Before you design a new protein coding sequence, you might check if your protein coding sequence already exists in the Registry. Many commonly use proteins like fluorescent proteins and repressors are already available in the Registry.

Here are some basic things to consider when designing protein coding sequences.

  1. In E. coli, the rate of translational initiation depends not only on the sequence of the ribosome start site and start codon, but also on the second and third codon as well.
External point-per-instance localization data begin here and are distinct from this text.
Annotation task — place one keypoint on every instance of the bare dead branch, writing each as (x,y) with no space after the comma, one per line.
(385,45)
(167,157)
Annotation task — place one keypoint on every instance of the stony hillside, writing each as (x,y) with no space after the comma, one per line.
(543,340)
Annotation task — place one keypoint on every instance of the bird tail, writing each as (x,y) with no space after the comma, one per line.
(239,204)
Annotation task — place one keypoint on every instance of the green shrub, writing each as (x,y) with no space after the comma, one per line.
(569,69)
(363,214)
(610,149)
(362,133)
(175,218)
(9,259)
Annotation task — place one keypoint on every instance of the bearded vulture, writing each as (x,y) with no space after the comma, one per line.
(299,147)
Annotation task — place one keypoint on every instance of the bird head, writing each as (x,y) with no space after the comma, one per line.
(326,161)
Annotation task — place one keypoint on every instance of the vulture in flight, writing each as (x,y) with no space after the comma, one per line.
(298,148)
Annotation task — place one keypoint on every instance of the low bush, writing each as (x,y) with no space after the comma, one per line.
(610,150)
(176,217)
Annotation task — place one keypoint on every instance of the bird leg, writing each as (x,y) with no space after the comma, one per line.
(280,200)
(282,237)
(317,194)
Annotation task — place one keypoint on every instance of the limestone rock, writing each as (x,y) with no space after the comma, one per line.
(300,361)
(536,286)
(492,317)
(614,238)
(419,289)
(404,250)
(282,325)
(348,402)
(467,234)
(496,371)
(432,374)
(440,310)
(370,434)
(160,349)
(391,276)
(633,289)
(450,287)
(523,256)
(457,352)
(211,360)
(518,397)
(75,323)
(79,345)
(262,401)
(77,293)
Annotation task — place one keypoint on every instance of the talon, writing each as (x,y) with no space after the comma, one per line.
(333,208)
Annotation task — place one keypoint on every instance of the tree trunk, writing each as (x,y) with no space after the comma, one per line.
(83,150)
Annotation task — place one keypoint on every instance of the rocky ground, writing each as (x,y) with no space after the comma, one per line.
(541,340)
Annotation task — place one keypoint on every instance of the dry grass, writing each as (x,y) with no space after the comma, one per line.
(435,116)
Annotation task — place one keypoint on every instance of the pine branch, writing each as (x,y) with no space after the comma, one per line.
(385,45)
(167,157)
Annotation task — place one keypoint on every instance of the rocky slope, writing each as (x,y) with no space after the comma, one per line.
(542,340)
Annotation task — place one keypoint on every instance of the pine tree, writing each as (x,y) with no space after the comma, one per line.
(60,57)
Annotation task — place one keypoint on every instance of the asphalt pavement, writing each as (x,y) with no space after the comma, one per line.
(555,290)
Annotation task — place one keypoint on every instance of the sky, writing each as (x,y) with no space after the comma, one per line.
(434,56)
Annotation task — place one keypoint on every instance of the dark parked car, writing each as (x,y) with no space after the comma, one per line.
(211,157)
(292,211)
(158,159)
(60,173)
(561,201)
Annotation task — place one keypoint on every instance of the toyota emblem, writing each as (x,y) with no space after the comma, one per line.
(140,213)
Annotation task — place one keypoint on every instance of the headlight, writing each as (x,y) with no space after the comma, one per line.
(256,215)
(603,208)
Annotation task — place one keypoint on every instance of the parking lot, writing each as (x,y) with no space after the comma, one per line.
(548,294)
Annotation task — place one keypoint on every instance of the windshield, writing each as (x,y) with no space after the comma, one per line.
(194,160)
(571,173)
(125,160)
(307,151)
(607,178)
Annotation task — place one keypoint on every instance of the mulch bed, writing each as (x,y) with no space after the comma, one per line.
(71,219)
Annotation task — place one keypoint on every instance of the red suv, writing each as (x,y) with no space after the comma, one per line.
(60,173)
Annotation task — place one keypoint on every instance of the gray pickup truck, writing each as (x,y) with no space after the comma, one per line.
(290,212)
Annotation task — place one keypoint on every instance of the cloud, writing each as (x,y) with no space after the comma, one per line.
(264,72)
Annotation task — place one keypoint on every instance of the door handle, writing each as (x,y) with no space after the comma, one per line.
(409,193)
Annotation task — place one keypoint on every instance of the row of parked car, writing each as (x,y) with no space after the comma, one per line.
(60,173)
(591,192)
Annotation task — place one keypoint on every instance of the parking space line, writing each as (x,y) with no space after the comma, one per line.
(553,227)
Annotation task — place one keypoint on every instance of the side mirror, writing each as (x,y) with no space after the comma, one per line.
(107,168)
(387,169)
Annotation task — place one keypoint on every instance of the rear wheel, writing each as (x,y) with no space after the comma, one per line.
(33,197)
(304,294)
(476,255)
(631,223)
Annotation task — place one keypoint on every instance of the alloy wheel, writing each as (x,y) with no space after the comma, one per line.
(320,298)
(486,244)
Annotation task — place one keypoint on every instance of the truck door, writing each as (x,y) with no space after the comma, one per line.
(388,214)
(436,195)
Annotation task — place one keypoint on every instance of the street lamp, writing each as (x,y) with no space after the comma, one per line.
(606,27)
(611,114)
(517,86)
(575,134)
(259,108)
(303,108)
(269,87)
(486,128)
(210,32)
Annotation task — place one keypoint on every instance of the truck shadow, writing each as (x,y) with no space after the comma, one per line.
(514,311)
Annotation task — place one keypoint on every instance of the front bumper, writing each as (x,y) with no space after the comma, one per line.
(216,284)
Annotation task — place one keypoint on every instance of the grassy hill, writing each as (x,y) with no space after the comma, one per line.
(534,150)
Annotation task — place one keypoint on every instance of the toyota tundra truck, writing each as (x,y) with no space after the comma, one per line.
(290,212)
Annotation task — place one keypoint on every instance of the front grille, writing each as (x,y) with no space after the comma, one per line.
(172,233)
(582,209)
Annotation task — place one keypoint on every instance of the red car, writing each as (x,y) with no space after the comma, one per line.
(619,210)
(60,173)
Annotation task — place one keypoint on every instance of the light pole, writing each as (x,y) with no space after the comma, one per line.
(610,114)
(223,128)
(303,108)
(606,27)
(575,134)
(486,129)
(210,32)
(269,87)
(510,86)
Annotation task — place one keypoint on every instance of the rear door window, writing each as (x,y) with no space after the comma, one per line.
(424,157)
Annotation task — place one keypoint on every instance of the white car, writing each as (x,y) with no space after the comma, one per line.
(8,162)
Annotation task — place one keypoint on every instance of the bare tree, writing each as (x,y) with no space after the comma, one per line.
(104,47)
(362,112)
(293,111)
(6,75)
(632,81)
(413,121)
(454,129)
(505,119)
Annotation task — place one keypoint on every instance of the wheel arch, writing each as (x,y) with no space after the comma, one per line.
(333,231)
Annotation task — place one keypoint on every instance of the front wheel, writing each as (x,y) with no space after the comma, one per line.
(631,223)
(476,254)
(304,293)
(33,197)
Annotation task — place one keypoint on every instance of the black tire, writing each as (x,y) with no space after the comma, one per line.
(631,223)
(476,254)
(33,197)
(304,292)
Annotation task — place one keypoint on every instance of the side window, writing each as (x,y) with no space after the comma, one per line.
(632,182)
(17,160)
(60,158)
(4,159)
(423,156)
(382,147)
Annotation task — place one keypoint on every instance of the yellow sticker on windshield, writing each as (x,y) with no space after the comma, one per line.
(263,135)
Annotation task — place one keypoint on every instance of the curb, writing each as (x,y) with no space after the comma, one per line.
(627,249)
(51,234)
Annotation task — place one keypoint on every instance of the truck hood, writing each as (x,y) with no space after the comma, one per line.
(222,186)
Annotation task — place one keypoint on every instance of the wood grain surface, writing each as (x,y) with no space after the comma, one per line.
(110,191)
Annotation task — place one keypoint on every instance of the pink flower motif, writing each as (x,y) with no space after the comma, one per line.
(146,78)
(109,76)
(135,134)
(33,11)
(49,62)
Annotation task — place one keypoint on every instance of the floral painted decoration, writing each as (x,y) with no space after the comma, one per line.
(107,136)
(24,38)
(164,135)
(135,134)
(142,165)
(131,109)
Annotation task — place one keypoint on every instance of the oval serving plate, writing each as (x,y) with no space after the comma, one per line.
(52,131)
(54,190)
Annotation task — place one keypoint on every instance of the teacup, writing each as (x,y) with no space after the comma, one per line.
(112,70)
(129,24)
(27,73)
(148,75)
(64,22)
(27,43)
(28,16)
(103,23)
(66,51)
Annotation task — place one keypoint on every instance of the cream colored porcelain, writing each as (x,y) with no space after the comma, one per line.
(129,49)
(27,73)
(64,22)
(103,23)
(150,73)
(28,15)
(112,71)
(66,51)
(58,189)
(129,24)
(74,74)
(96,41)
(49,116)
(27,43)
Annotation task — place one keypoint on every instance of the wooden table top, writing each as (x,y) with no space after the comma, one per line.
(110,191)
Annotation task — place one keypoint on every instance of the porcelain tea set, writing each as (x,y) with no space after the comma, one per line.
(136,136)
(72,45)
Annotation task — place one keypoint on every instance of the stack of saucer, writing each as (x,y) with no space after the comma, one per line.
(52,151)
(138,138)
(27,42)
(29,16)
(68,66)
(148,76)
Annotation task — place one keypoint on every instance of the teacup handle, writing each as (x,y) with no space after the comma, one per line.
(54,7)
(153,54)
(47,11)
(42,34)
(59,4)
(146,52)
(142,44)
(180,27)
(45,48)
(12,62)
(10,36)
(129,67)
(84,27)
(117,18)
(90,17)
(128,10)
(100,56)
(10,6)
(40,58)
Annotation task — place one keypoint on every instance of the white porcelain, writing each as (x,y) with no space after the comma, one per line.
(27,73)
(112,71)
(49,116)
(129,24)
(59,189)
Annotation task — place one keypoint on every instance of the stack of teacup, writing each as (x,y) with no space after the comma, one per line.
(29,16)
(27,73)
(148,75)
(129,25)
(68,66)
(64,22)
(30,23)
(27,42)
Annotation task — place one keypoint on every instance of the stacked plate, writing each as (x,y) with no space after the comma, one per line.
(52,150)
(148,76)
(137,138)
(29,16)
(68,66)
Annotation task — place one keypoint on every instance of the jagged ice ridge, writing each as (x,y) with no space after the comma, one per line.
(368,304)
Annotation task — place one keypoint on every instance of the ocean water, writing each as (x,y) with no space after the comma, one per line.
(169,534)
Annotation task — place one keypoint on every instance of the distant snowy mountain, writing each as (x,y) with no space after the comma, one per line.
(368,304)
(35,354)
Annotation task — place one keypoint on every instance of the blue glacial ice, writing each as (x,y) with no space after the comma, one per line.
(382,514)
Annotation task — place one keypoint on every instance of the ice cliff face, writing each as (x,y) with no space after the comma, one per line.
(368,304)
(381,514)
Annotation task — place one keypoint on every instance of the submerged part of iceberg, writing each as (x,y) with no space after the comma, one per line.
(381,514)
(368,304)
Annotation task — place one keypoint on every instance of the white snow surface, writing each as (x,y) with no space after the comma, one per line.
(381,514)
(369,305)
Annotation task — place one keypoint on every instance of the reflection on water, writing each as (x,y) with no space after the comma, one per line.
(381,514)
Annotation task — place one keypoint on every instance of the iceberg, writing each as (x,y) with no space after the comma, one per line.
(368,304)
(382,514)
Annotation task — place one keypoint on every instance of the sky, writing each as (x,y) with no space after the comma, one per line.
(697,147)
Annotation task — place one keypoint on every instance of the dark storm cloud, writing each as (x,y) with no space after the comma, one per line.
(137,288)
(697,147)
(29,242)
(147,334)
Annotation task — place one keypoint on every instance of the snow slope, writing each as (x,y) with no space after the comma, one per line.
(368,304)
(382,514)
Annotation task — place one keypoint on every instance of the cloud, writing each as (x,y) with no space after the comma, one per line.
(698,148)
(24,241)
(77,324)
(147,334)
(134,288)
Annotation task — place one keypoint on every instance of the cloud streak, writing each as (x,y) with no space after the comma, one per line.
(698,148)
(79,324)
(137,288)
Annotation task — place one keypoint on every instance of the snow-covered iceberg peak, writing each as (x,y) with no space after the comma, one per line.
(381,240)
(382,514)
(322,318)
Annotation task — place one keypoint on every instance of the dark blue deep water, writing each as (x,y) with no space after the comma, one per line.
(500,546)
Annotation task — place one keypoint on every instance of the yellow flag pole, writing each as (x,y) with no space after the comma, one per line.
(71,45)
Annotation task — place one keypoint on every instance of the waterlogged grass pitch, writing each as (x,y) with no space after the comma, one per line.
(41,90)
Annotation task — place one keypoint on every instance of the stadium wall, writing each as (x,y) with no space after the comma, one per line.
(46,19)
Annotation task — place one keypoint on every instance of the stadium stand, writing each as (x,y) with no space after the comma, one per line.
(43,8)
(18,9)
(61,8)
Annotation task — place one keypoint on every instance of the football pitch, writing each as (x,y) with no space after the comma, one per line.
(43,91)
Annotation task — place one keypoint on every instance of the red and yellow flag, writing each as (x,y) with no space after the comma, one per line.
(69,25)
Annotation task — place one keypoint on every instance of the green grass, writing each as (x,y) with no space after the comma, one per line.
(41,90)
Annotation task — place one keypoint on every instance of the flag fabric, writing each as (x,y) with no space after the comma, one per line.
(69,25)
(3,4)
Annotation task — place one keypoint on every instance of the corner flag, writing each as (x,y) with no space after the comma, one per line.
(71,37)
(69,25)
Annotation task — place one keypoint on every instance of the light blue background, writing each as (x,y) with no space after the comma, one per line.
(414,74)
So we suggest that you also include the second and third codon in the Head domain as well.
    • If you also want to control where the protein is located in the cell, you might consider a localization sequence as the Head domain.
    • If you also want to purify or quantify the protein later, you might add an affinity tag as the Head domain.
  2. A protein coding sequence contains one or more Internal domains. Design the internal domains so that the codon usage is optimized for the chassis in which the part will be used.
  3. The Tail domain of most protein coding sequences is made up of just a double stop codon TAATAA.
    • If you want to control the degradation rate of the protein in E. coli, you might add a degradation tag as the Tail domain.
    • If you also want to purify or quantify the protein later, you might add an affinity tag.
  4. Make sure that the protein coding sequence doesn't have any BioBrick sites in it (EcoRI, XbaI, SpeI, or PstI). If it does, you'll need to remove them.
  5. If you are planning on synthesizing the protein coding sequence via commercial gene synthesis, design your protein coding sequence to remove useful restriction enzyme sites. See a list of suggested sites for removal at [http://openwetware.org/wiki/Synthetic_Biology:BioBricks/Part_fabrication#Constructing_a_BioBrick_part_via_direct_synthesis OpenWetWare].
  6. After you do an initial design of your protein coding sequence, we suggest you run it through a secondary structure prediction algorithm like [http://mfold.bioinfo.rpi.edu/cgi-bin/rna-form1.cgi mFold] to check if any hairpins form. In particular you should look for any hairpins that form between the RBS and the rest of the protein coding sequence that might inhibit translational initiation. If you find a hairpin, try to make some silent mutations in the coding sequence to disrupt the stability of the secondary structure.